Unless she is attacking, you don't have to shoot. Too much chance of the deer moving at the shot. Yes, we all get a pass every once in a while but I wouldn't expect the same result very often.
Bumped the tree on my draw, didn't do it on purpose, had an good blood trail. 150 yards and found him. Blood thinned out then got heavy again. Sent from my iPhone using Tapatalk
Ive shot multiple deer in the neck with a rifle. Every one dropped like a sack of potatos, never taking a single step. Not a shot I would purposely attempt with my bow but, has been pretty effective with a rifle.
The world record "Beatty Buck" was shot in the neck. Coming straight at him and shot him in the throat. You can still see the broadhead mark on the full body mount.
I am a 100% anti-neck shot type of guy. I am a fan of always taking high percentage shot choices. Will argue that a neck or a head shot are not as high of a percentage shot than a double lung/possible heart shot till I'm blue in the face. OP, nice job backing out and waiting and finding her!

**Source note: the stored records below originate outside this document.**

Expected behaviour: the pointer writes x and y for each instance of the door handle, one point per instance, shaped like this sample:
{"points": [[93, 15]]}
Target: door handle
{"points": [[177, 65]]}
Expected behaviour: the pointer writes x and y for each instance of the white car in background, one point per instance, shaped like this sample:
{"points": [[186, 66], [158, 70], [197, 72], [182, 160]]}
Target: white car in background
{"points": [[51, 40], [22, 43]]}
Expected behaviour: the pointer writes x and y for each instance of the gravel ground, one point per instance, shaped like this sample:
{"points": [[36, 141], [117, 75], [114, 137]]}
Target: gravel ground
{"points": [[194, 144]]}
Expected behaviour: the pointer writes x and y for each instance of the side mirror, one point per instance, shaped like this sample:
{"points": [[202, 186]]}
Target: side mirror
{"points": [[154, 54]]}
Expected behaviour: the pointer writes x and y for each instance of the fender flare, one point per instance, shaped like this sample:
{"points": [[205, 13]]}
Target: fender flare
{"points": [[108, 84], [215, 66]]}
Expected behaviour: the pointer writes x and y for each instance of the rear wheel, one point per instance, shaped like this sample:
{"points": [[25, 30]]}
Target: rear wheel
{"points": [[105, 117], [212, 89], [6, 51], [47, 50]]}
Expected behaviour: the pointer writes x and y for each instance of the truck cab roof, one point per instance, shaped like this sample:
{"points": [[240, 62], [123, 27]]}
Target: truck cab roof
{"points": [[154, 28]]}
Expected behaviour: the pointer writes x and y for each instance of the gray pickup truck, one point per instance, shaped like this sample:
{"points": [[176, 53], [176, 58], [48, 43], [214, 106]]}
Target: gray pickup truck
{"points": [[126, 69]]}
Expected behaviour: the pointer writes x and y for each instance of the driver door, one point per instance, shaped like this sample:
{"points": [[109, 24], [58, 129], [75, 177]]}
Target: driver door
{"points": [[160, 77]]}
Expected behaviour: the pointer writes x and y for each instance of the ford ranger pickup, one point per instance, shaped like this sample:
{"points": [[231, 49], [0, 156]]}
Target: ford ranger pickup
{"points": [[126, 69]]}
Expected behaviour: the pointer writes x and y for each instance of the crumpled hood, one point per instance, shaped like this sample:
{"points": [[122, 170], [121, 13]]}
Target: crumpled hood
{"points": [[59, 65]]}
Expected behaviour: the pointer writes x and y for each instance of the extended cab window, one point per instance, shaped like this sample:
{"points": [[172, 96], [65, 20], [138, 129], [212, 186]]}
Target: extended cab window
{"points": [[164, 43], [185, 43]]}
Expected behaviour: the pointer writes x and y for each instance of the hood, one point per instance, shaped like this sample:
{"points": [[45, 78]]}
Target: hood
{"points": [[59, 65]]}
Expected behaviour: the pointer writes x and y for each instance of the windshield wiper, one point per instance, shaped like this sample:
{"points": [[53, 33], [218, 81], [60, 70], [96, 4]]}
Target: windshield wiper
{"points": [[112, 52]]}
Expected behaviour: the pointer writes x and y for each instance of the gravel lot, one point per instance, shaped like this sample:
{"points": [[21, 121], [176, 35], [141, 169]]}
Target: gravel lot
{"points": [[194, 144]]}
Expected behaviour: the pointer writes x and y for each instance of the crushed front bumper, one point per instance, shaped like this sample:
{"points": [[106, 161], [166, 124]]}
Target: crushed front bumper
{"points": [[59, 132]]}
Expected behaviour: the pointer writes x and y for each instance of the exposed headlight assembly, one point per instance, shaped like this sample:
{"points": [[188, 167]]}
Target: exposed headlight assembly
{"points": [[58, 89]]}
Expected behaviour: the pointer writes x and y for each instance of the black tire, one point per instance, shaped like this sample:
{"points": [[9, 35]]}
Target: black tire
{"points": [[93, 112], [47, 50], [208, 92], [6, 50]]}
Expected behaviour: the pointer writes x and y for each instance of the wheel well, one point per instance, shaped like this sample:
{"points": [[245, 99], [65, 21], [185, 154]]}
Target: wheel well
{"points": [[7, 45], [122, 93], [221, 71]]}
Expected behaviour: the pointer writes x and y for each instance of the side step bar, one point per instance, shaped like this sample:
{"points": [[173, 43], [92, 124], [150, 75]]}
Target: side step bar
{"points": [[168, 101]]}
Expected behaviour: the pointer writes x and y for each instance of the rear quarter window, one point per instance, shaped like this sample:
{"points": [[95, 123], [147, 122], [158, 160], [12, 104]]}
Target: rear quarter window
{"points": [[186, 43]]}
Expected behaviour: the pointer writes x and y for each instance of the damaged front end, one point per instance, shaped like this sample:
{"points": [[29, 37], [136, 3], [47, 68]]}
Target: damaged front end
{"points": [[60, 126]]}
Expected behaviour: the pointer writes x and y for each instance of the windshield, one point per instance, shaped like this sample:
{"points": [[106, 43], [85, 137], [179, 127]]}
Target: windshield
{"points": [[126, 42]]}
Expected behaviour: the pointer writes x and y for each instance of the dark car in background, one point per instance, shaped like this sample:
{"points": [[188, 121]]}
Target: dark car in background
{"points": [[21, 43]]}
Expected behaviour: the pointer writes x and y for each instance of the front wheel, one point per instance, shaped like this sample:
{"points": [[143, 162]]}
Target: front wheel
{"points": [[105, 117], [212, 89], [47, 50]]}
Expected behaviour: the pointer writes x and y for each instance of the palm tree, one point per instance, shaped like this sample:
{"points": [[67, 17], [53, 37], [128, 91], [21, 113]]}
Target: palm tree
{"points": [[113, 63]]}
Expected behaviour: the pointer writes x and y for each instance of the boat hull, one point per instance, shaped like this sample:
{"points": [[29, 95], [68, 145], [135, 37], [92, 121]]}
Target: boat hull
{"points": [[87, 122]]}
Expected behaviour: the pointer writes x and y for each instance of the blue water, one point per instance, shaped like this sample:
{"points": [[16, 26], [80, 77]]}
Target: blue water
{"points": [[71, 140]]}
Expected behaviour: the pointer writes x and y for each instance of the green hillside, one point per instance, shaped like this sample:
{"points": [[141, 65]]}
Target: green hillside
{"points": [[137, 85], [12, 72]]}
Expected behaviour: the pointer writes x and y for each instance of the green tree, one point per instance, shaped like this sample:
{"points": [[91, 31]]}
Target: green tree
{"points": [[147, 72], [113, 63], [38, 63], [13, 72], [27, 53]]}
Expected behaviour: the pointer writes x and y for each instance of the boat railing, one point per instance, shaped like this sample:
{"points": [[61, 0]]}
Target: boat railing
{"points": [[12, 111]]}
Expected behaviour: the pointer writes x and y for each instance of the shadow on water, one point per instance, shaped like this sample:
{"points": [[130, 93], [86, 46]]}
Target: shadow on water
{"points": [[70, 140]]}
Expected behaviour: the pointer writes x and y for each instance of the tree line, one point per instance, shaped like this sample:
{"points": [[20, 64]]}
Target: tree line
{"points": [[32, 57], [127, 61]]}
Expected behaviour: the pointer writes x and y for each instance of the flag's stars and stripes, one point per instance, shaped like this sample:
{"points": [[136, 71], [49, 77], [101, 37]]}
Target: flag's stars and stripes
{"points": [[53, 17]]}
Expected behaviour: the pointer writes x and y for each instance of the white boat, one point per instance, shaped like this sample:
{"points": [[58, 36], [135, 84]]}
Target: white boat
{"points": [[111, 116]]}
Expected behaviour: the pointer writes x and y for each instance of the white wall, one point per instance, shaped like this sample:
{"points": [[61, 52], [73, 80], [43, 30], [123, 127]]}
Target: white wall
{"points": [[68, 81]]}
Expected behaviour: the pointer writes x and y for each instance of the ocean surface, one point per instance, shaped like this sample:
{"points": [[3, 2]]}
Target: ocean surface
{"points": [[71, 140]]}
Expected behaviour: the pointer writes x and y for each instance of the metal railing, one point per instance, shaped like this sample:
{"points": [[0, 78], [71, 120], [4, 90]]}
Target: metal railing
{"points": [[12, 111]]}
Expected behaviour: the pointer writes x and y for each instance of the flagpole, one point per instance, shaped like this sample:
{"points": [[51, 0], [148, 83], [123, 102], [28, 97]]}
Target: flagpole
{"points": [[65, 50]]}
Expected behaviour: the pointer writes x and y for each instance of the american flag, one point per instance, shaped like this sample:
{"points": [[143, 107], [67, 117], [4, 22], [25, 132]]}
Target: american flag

I'm not an intentional neck shooter and the lungs are a bigger target anyways. I tend to be most comfortable aiming for the heart. Keep in mind I only hunt from the ground. I've put two through the heart dissected and confirmed. Two double lungs. And one through the neck and double lungs. All pass throughs. The neck was kinda a bonus on that one. The neck does have a pretty good chance at putting an animal down fast in three ways though.
yeah...it was a doe I believe. Possibly Clinton? Not sure though. Given the opportunity, my old man will always shoot for the neck with a rifle. With a bow, he won't take that shot at all. It's one thing he did hammer home over the years. One of the bad things about a neck shot with a broadhead is the bloodwork is packed in there so close together in a neck, that if you don't get a pass through all the deer's movement and jostling around can cause the b-head to work its way into a major vein/artery minutes, hours, days, even weeks after the initial shot. So, that whole "if she's still upright after 100 yards" statement doesn't necessarily hold true. If the deer has a long relatively open area to run across after the shot, don't give up just because you don't find blood in the first 50-100 yards. If there's not much blood right away....find the first thick spot the deer ran into and check to see if banging the arrow into the brush didn't cause the b-head to cut into the veins at that point. From there on, its likely to be a bloodbath. *see this story for a real life example of how little the margin of error is on a neck shot between 'No harm, No foul' vs. 'Near Instant Death' : Sun Advocate - Bowhunt accident nearly fatal for Price man - August 20, 2013
What? I would not use any setup that would not produce a pass through on a deer's neck. A couple of different guys in this thread not only got a pass-through on the neck, but the arrow went on to pass clear through the body also. Any decent set-up should easily blow cleanly through the largest deer neck if it does not hit spine.
100% agreed! Some set ups will even blast through shoulders...let alone neck. Me personally, will never take a neck shot...much smaller area of critical killing potential vs wounding or slow death potential in my honest opinion.